A philosopher argues: 'Everyone has a right to healthcare.' According to the correlative theory of rights, what does this claim entail?
AHealthcare is good and important, but rights claims are purely aspirational expressions of values
BSomeone — the state, employers, or taxpayers — has an active duty to provide or fund healthcare
CIndividuals have a duty to maintain their own health so as not to burden the system
DHealthcare is a privilege that societies may extend but are never obligated to provide
The correlative theory holds that asserting a right necessarily assigns a corresponding duty to others. A right to healthcare is a positive right — a right to receive something — which means some identifiable party must have an active duty to provide it. This is precisely why positive rights are politically contentious: the duty-bearer (state, employers, taxpayers) must actively provide resources. Option A treats rights as mere aspirations, ignoring the duty-assigning force of rights language.
Question 2 Multiple Choice
A libertarian and a welfare liberal disagree about whether people have a right to education. The most fundamental source of their disagreement is likely:
AWhether education is valuable enough to qualify as a right at all
BThe distinction between negative and positive rights, and whether positive rights can be legitimate
CWhether rights are better grounded in natural rights theory or contractarian theory
DWhether rights should track rational nature or divine command
The negative/positive distinction is the structural fault line in this debate. Libertarians recognize robust negative rights (non-interference) but resist positive rights because they require extracting resources from others, potentially violating their negative rights to property and liberty. Welfare liberals insist that meaningful freedom requires positive rights — non-interference is hollow without the resources to act.
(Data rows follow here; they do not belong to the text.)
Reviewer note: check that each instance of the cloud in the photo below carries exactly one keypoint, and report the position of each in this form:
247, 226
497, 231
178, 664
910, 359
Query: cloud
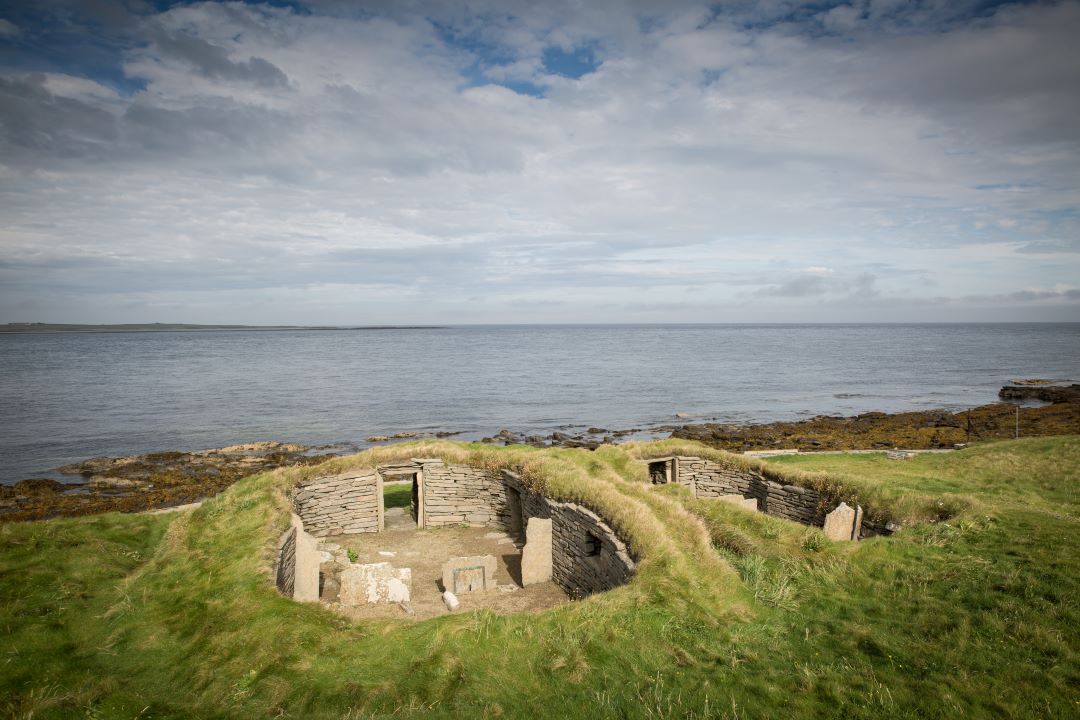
755, 159
213, 60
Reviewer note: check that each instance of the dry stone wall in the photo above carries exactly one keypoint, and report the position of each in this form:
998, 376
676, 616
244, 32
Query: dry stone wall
711, 479
350, 503
586, 555
456, 494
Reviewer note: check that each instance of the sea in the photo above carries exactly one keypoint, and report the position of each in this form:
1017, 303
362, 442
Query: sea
68, 396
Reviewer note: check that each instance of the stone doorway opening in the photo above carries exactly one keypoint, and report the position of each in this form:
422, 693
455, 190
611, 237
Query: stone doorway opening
401, 497
515, 528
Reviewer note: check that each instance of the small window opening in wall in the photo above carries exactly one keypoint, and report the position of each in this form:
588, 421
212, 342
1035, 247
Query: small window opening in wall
592, 545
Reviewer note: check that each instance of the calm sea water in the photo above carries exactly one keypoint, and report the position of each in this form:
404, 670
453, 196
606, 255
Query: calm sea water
70, 396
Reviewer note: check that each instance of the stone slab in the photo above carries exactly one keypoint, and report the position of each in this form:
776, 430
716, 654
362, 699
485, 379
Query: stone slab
839, 524
469, 574
375, 582
536, 555
748, 503
308, 559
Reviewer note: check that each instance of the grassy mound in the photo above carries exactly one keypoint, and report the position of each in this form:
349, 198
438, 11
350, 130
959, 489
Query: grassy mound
730, 614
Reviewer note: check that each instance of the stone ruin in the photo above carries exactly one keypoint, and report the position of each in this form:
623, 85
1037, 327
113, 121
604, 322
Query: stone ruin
710, 479
563, 542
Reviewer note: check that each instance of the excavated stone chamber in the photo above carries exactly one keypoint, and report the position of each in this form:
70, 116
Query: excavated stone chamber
530, 541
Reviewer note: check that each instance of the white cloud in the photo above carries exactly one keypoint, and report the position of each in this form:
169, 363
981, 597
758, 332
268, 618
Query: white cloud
274, 153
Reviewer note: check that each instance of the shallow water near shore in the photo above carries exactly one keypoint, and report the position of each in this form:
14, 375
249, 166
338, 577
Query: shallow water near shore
70, 396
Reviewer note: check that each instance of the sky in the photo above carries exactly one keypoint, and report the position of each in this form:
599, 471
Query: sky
495, 161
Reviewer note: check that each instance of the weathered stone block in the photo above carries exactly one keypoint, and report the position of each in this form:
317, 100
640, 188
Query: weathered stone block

Options C and D address grounding theories, which are secondary to this structural disagreement about what kinds of rights can exist.
Question 3 True / False
The right to free speech is a positive right because it requires the government to actively protect and facilitate speech.
TTrue
FFalse
Answer: False
Free speech is paradigmatically a negative right — a right against interference. The corresponding duty is a duty of non-interference: the state must not censor, silence, or punish speech. Positive rights, by contrast, require someone to actively provide something — healthcare, education, a minimum income. Governments do sometimes take positive steps to protect speech, but the right itself is negative: what it demands at minimum is that the government stay out of the way.
Question 4 True / False
Rights and duties are merely two names for the same underlying moral relationship, describing it from different vantage points.
TTrue
FFalse
Answer: True
This is the correlative theory's central claim. My right not to be harmed is your duty not to harm me; your right to privacy is my duty to respect it. The relationship is the same moral fact described from two perspectives. This is not trivial — it means that whenever you assert a right, you are simultaneously assigning a duty, and you must be able to specify who bears that duty and what it demands. Rights without identifiable duty-bearers are at best aspirational, at worst incoherent.
Question 5 Short Answer
What is the practical significance of distinguishing between negative and positive rights in political philosophy? Give an example of a conflict they can generate.
Think about your answer, then reveal below.
Model answer: Negative rights require only forbearance (others must refrain from acting), while positive rights require active provision (others must do something, typically provide resources). This generates conflicts: a positive right to housing imposes a duty on taxpayers whose negative right to property is partially overridden to fund it. The distinction determines what a government minimally owes its citizens and where the burden of justification falls for state action or inaction.
The stakes are high because the distinction shapes nearly every major policy debate. Universal healthcare, minimum income guarantees, and public education all depend on recognizing positive rights, which requires overriding some negative rights through taxation. Libertarian frameworks that prioritize negative rights view this as inherently problematic. Neither view is obviously correct, but clarity about which type of right is at stake sharpens the argument considerably.